Please note: This PhD seminar will take place online.
Zhenyu (Alister) Liao, PhD candidate
David R. Cheriton School of Computer Science
Supervisor: Professor Peter van Beek
A Bayesian network (BN) is a probabilistic graphical model with applications in knowledge discovery and prediction. A widely used data analysis methodology using Bayesian networks is to: (i) learn a set of plausible networks that fit the data using optimization and a scoring function, (ii) perform model averaging to obtain confidence measure for each edge, and (iii) select a threshold and report all edges with confidence higher than the threshold. In this manner, a representative network can be constructed from the edges that are deemed significant that can then be examined for probabilistic dependencies and possible cause-effect relations.

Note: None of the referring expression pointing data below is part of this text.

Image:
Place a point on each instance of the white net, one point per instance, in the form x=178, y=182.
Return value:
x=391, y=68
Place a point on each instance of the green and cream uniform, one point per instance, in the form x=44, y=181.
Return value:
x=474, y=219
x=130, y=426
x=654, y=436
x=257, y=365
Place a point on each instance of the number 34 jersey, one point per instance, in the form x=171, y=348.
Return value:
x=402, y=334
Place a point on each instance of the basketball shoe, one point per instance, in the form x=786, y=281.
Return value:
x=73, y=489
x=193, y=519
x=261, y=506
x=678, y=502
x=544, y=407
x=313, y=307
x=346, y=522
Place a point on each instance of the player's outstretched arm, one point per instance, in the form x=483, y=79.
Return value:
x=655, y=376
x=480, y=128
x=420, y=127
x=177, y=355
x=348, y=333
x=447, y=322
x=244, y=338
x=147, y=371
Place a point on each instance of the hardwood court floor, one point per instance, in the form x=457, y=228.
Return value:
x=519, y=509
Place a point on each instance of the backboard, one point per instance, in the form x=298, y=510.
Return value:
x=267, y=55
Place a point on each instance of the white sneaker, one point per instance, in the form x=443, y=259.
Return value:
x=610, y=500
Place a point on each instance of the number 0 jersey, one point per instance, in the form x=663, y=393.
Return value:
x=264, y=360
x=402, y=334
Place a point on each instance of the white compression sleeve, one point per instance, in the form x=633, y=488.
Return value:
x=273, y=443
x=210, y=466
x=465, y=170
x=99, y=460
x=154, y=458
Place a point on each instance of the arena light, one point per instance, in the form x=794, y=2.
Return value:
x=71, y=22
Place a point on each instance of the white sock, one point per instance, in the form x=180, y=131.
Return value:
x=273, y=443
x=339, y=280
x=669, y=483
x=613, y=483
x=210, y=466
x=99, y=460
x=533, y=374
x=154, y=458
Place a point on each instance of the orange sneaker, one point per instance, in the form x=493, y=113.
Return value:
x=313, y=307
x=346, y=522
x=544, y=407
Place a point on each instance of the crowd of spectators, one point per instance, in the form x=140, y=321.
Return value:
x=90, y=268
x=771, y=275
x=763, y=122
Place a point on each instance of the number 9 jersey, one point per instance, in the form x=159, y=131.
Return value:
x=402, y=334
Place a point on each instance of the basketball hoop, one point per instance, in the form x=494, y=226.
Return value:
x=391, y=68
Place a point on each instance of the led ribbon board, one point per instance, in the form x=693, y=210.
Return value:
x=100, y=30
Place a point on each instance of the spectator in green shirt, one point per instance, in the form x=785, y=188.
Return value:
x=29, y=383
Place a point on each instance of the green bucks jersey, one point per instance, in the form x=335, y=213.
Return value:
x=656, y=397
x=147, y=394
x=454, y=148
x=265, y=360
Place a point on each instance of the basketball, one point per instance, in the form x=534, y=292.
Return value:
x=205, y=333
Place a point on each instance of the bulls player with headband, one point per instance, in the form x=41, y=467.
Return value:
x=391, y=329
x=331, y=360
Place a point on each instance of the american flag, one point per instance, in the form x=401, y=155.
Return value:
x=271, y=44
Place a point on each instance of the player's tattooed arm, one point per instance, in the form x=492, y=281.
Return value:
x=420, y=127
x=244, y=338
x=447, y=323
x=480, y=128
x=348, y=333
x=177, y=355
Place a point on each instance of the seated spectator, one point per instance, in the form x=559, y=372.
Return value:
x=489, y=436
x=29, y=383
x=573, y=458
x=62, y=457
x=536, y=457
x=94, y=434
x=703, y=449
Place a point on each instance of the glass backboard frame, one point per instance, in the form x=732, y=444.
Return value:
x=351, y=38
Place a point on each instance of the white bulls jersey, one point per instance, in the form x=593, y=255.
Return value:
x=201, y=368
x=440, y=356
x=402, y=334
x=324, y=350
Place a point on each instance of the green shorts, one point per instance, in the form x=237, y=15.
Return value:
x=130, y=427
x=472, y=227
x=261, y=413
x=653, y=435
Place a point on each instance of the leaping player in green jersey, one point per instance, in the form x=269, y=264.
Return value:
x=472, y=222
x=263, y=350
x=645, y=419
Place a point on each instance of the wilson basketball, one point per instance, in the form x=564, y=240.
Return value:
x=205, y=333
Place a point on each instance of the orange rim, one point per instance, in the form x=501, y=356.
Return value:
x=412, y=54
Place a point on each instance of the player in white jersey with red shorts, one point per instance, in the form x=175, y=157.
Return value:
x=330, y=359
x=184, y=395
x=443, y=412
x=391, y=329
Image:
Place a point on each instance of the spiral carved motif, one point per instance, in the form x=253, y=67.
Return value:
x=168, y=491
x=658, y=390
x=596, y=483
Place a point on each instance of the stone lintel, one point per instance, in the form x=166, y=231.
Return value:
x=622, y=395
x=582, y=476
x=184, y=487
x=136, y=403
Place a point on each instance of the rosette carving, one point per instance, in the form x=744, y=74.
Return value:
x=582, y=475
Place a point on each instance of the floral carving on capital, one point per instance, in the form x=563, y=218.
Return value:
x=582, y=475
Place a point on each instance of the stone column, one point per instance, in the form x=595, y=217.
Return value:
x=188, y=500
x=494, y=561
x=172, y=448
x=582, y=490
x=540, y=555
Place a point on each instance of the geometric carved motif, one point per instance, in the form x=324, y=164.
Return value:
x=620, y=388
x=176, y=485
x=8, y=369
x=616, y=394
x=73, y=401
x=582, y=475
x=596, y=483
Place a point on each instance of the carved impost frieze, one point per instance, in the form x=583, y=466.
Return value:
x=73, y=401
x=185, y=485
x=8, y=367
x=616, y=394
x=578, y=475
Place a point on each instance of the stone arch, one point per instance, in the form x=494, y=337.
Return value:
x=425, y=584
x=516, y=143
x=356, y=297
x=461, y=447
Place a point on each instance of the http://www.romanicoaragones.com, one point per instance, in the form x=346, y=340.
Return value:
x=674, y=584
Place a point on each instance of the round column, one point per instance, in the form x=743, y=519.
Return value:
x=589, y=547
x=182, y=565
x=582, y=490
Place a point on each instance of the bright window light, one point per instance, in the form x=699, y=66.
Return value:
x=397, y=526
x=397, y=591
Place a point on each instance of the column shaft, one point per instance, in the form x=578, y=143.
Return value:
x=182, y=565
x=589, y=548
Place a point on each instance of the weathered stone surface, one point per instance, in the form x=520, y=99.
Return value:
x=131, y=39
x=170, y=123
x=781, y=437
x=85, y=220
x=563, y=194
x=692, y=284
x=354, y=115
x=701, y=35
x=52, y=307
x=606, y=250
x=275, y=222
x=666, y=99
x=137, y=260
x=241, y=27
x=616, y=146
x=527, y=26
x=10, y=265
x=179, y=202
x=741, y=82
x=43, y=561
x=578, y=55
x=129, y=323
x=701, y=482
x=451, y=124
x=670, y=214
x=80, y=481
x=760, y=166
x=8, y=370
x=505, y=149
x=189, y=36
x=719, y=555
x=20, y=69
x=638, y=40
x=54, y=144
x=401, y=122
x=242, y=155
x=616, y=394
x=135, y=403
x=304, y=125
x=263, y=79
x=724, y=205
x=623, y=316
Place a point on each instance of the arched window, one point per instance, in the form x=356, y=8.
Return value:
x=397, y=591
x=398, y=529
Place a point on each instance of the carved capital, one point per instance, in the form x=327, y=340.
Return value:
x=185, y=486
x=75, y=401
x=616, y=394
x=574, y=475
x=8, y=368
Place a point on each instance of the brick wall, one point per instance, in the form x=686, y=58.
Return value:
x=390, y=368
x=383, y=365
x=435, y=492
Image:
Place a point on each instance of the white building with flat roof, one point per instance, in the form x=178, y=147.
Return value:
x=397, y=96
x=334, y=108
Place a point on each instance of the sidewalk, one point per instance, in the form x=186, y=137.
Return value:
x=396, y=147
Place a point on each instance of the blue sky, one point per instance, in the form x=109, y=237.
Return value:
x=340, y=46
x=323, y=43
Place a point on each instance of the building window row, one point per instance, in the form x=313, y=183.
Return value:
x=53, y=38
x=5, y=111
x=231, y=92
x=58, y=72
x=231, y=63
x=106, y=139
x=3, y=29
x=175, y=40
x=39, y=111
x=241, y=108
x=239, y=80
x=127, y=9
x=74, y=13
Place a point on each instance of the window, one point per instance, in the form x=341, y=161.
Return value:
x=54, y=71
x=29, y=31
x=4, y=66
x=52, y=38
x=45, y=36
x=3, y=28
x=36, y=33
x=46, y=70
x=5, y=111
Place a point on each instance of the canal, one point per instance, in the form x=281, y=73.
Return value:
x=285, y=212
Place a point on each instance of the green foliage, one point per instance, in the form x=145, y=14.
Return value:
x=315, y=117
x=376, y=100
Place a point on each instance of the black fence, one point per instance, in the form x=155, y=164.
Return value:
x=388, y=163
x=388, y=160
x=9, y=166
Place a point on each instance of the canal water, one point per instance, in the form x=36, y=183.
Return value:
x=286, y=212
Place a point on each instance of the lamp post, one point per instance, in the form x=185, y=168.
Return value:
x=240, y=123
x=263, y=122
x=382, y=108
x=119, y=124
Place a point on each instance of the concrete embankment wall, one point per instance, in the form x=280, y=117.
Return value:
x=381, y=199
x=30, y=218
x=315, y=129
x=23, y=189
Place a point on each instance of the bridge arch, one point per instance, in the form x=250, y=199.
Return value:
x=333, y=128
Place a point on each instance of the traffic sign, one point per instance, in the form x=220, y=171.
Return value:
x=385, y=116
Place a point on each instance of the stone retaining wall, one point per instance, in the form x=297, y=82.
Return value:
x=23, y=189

This seminar focuses on several improvements that benefit the data analysis methodology. We propose a novel approach to model averaging inspired by performance guarantees in approximation algorithms. Our approach only considers credible models in that they are optimal or near-optimal in score, is more efficient and scales to significantly larger Bayesian networks than existing exact approaches, and is more accurate than existing heuristic approaches. We then present several improvements to our new approach as well as to a popular existing heuristic approach including: selecting the best scoring function, selecting an appropriate threshold, and using meta-ensembles to boost performance.